The wireless business is in terminal decline, similar to the pager or the phone directory business.  As the world migrates to smartphones, sms and ringtones will become obsolete.  The mobile game business is the only bright spot.

The service is billed and revenue is collected by the telecom operators.  Sohu has no bargaining power against the operators.  Also, smartphones can perform the same service/function without additional charges.  Therefore, Sohu has no pricing power against the end users.

Valuation

The brand advertising/internet search business is valued at 10x EBITDA.  This is very conservative because

  • The CAGR of revenue  from 2005 – 2011 , adjusted for currency effects is 23%. 
  • During the same period, the lowest yoy revenue growth was 7% in FY2007.
  • Sohu/Sogou is the 4th  most popular web portal search engine in a country with 8% GDP growth and the biggest online population in the world.

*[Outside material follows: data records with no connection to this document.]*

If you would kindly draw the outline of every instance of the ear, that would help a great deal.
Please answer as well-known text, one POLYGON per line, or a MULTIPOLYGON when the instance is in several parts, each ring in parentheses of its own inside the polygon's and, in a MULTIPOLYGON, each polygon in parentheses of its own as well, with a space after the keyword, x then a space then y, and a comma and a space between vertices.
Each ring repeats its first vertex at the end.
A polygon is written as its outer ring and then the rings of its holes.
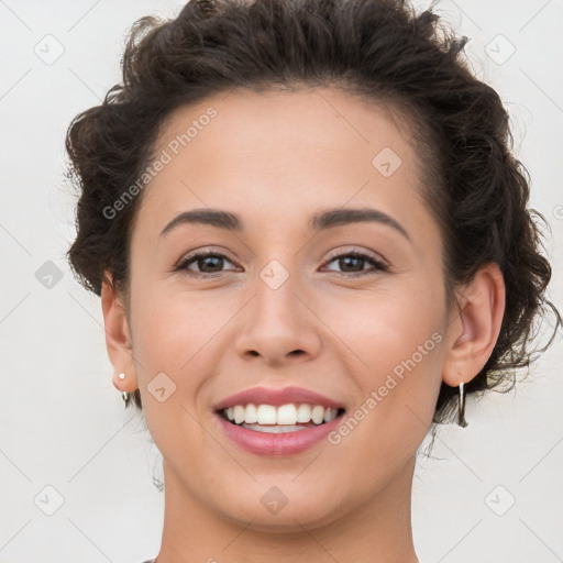
POLYGON ((125 306, 113 287, 113 279, 109 272, 104 273, 102 280, 101 308, 106 325, 106 345, 114 368, 113 385, 121 391, 132 393, 139 389, 139 383, 131 346, 131 331, 125 306), (125 374, 124 379, 118 377, 120 373, 125 374))
POLYGON ((452 387, 473 379, 486 364, 505 313, 505 282, 497 264, 483 265, 459 291, 452 311, 442 379, 452 387))

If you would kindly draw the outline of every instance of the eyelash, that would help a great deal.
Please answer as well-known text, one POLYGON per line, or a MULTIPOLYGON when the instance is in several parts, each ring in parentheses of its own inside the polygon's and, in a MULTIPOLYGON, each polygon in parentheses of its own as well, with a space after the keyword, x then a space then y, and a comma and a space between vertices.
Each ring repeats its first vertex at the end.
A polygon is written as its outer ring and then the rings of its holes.
MULTIPOLYGON (((344 257, 349 257, 349 256, 353 256, 355 258, 362 258, 365 262, 369 262, 375 267, 375 271, 352 272, 352 273, 351 272, 333 272, 334 274, 345 276, 345 277, 361 277, 361 276, 366 276, 369 274, 376 274, 379 272, 388 272, 389 271, 387 265, 384 264, 382 261, 375 258, 374 256, 371 256, 369 254, 365 254, 360 251, 350 251, 350 252, 344 252, 342 254, 333 255, 333 256, 331 256, 329 262, 327 262, 327 264, 330 264, 330 263, 334 262, 335 260, 344 258, 344 257)), ((191 256, 188 256, 186 260, 181 261, 178 264, 178 266, 175 268, 175 272, 186 271, 186 273, 189 276, 192 276, 196 278, 205 278, 205 277, 209 278, 209 277, 221 276, 222 272, 214 272, 212 274, 209 274, 209 273, 198 273, 198 272, 188 271, 188 266, 192 262, 197 262, 199 258, 206 258, 206 257, 225 258, 228 262, 231 262, 224 254, 218 253, 216 251, 201 251, 201 252, 192 254, 191 256)))

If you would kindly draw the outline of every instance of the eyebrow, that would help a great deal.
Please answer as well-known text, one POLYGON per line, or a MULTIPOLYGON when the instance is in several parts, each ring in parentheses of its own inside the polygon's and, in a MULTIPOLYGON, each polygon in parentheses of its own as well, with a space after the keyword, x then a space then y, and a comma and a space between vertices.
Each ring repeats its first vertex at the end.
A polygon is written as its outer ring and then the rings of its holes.
MULTIPOLYGON (((371 208, 357 209, 325 209, 311 217, 309 230, 323 231, 334 227, 341 227, 351 223, 376 222, 390 227, 411 241, 406 229, 383 211, 371 208)), ((192 209, 177 214, 161 232, 161 236, 169 233, 181 224, 208 224, 218 229, 224 229, 231 232, 243 232, 244 222, 240 216, 230 211, 220 209, 192 209)))

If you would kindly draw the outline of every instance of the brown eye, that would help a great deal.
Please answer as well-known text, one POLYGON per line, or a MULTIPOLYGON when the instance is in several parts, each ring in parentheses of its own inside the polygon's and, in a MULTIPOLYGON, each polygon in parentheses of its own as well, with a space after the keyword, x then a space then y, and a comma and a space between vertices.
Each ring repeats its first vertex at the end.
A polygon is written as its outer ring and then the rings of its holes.
MULTIPOLYGON (((194 275, 196 277, 202 277, 205 274, 213 275, 221 274, 221 266, 224 262, 231 263, 224 254, 220 254, 218 252, 208 251, 208 252, 198 252, 188 256, 185 261, 183 261, 177 269, 187 271, 189 275, 194 275), (197 264, 199 272, 194 272, 189 269, 191 264, 197 264)), ((231 263, 232 264, 232 263, 231 263)))
POLYGON ((379 260, 358 251, 346 252, 344 254, 333 256, 329 264, 335 261, 338 261, 339 267, 342 268, 342 272, 336 272, 338 274, 366 275, 374 273, 374 271, 387 272, 388 269, 379 260), (372 271, 365 271, 362 267, 366 262, 374 266, 372 271))

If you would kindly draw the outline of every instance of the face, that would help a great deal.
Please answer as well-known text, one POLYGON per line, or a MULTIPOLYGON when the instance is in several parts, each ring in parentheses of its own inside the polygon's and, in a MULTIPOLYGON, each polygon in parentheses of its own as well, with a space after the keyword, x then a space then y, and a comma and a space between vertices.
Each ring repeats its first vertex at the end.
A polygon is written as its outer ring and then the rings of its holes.
POLYGON ((405 133, 338 90, 239 90, 176 111, 156 154, 131 239, 129 331, 177 503, 294 530, 410 490, 450 321, 442 241, 405 133), (241 229, 169 224, 196 209, 241 229), (373 214, 312 222, 356 209, 373 214), (257 386, 345 410, 305 446, 264 432, 244 446, 214 407, 257 386))

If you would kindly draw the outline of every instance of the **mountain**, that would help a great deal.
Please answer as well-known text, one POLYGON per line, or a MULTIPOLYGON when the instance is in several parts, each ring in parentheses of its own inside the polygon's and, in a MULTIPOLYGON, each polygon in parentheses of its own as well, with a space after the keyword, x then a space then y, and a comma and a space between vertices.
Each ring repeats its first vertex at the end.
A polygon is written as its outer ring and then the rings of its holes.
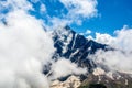
POLYGON ((76 63, 79 67, 87 67, 89 72, 96 67, 92 59, 88 58, 89 54, 95 54, 98 50, 107 50, 106 44, 87 40, 85 36, 77 34, 69 26, 58 28, 53 32, 54 46, 56 53, 54 58, 65 57, 76 63))
MULTIPOLYGON (((79 76, 79 88, 132 88, 132 76, 130 74, 119 72, 113 73, 108 70, 103 65, 100 68, 88 57, 88 55, 94 55, 98 50, 114 51, 114 48, 92 40, 87 40, 85 36, 73 31, 69 26, 58 28, 52 32, 52 35, 56 48, 53 59, 57 61, 59 57, 64 57, 76 63, 79 67, 87 68, 87 76, 79 76)), ((78 78, 78 76, 76 77, 78 78)), ((52 87, 62 88, 64 85, 70 85, 72 87, 69 88, 76 88, 73 87, 73 81, 67 84, 70 78, 72 76, 69 75, 66 78, 55 80, 53 82, 57 81, 57 84, 52 85, 52 87), (61 81, 62 79, 65 80, 61 81)))

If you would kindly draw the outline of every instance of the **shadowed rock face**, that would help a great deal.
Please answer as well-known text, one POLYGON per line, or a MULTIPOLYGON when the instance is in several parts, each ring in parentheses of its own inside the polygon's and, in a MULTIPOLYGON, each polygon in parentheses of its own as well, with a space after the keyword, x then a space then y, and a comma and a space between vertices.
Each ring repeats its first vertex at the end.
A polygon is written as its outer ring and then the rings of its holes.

The game business is valued at 6x EBITDA – the same multiple the newspaper industry is trading.  This is conservative because

  • adjusting for currency effects, year over year growth for the game business was 23%, 22%, and 31% in FY2009, 2010, and 2011 respectively.  This is not a dying business.
  • Embedded call option in the game pipeline.  If one of the game works, investors will reprice this business.

For margin of safety and the poor economics and fundamentals of the wireless business, I assume the wireless business to be worth zero.

After adjusting for the publicly float of CYOU, contingent acquisition payments, unvested options/shares, operating lease and other off balance sheet liabilities, the equity is worth about ¥405 rmb/share.  Assuming a 6.3 cny/usd exchange rate, Sohu is worth about $64/share USD, representing about 46% upside.

Risks

Online Game - the biggest risk is if CYOU cannot come up with new games to replace the inevitable decline of TLBB and DDTank.  This is why I recommend SOHU instead of CYOU.  With Sohu if the online game segment does not work out, you still own the web portal and search engine, and the equity will still have some value left.  CYOU has a remote possibility that it can go to zero.

Corporate Structure – this is not a Sohu-specific risk.  It applies to all Chinese companies listed outside of China.  Sohu enters into contractual agreements with the VIEs to perform substantial portion of its operations across all its business segments because the Chinese Government (PRC) restricts foreign direct investments in businesses.  The VIE is structured to get around the restriction.

Here’s how it works.  Sohu provides interest-free loans to the individual shareholders of the VIEs to fund the latter’s investment in the VIE.  The loans are secured by pledges of the shareholders’ shares in the VIEs.  They can only be repaid by the shares and cannot settled by cash.  Therefore, the lender effectively becomes the equity owner.

  • The shareholders have the incentive and the leverage to squeeze Sohu.  They could force Sohu to buy them out at an inflated price, threaten Sohu by ruining the operations, or at worst confiscate the business without compensation.  (This kind of happened to Yahoo)

 

  • Most of the VIE is owned by the CEO and individual executives of Sohu.  Personal enrichment through salaries, kickbacks, and providing service through affiliated entites are too easy and hard to detect.

Related Party Transaction - in October 2010, Sohu issued and sold Sogou preferred shares to 3 parties for $48mm USD.

  • Alibaba (owns by the famous Jack Ma),
  • China Web (Yunfeng Capital, a private equity firm founded by Jack Ma and a who’s who in the Chinese corporate world.  Bios can be found at the website below.  http://www.yfc.cn/en/founders&partners.html
  • Photon Group, owned by none other than the Chairman and CEO of Sohu, Dr. Charles Zhang.

So how did they come up with the $48mm number?  I am not here to point fingers but this transaction just does not pass the smell test.  One thing I am sure is that the buyers certainly got a good bargain.

Catalyst

Catalysts

The company indicated the Sogou preferred shares issuance is part of the restructuring of the search business in preparation for an eventual sale.  Sohu has previously spun-off CYOU.  An eventual IPO of Sogou will unlock hidden value.